– Tętnicze nadciśnienie płucne to ciężka, śmiertelna choroba. Nieleczona prowadzi do zgonu w ciągu średnio 2-3 lat od rozpoznania. Dlatego tak ważne jest szybkie postawienie diagnozy i wdrożenie skutecznego leczenia – mówi prof. Grzegorz Kopeć z Kliniki Chorób Serca i Naczyń UJ CM.
Prof. Grzegorz Kopeć:
- Rokowanie w tętniczym nadciśnieniu płucnym jest złe, niezależnie od nasilenia objawów, szczególnie jeśli ciśnienie w tętnicy płucnej jest duże.
- W Polsce leczenie tętniczego nadciśnienie płucnego odbywa się w ramach programu lekowego NFZ.
- Do dyspozycji są trzy grupy leków (inhibitory fosfodiesterazy typu 5, antagoniści receptora endoteliny, prostacykliny) i najlepszym sposobem jest podanie trzech leków jak najszybciej, najlepiej na samym początku leczenia, szczególnie u chorych z wyższą klasą czynnościową.
- Jednak w Polsce możemy podawać od razu trzy leki tylko u pacjentów z klasą czynnościową IV (najciężej chorych).
- Choć bardzo chcielibyśmy, nie możemy zastosować tego schematu leczenia u pacjentów z klasą czynnościową II lub III – nadal musimy zacząć od jednego leku, po jakimś czasie ocenić stan pacjenta i dopiero wtedy włączać kolejne. Chodzi nam o to, aby nie było wymagany ten dodatkowy czas, bo wtedy choroba postępuje.
- Chcielibyśmy, aby u każdego pacjenta w klasie II lub III można było zastosować od razu dwie tabletki i dodać trzecią (tabletkę lub lek podawany dożylnie lub podskórnie)
- Pewien problem, zwłaszcza u młodych osób, może stanowić pompa [do ciągłego podawania leku poprzez cewnik na klatce piersiowej], którą muszą ze sobą nosić. Część pacjentów odmawia takiego leczenia. W takiej sytuacji zastosowanie doustnej prostacykliny, leku słabszego niż podawane parenteralnie, może mieć pewne znaczenie dla chorych, szczególnie osób młodych.

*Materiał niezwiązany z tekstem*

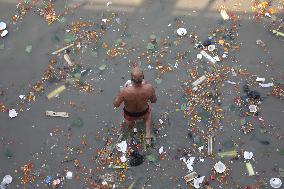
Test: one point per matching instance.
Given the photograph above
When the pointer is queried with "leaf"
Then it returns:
(102, 67)
(29, 49)
(243, 121)
(158, 81)
(68, 38)
(62, 20)
(2, 46)
(94, 53)
(150, 46)
(151, 158)
(77, 122)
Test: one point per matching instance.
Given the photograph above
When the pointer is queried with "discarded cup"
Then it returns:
(13, 113)
(275, 182)
(4, 33)
(220, 167)
(3, 25)
(211, 48)
(69, 175)
(181, 32)
(6, 181)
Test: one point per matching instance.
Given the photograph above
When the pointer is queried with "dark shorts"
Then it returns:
(132, 116)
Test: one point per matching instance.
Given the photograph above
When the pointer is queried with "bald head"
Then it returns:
(137, 75)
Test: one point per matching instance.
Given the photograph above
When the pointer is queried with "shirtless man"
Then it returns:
(137, 97)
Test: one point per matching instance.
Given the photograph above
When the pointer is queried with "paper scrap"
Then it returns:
(122, 147)
(13, 113)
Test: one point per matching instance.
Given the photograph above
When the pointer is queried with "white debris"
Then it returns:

- Leczenie za pomocą pompy trudno jest włączyć u osób starszych, szczególnie jeśli nie mają opieki w domu. Dla tych pacjentów dobrze byłoby mieć dostępne trzy leki doustne. Obecnie takiej możliwości nie mamy.
- Seleksypag to nowy lek [doustny] do leczenia tętniczego nadciśnienia płucnego, jest to agonistą receptorów dla prostacykliny. Ma więc podobny mechanizm działania jak podawane parenteralnie analogi prostacykliny, choć nie jest tak mocny.
- Wg wytycznych Europejskiego Towarzystwa Kardiologicznego, leczenie zaczynamy od dwóch tabletek (inhibitor fosfodiesterazy typu 5 + antagonista endoteliny). Jeśli nie osiągamy oczekiwanych efektów – powinniśmy dodać seleksypag, czyli nieinwazyjną formę prostacykliny. Jeśli nadal nie uzyskujemy efektów – wtedy seleksypag należy zamienić na epoprostenol lub inne podawane parenteralnie prostacykliny.
- W Polsce seleksypag nie jest refundowany. Stosowaliśmy go w ramach badań klinicznych.
- Chcielibyśmy, aby seleksypag był refundowany. Im więcej leków mamy do dyspozycji, tym lepiej możemy dopasować terapię do potrzeb pacjenta.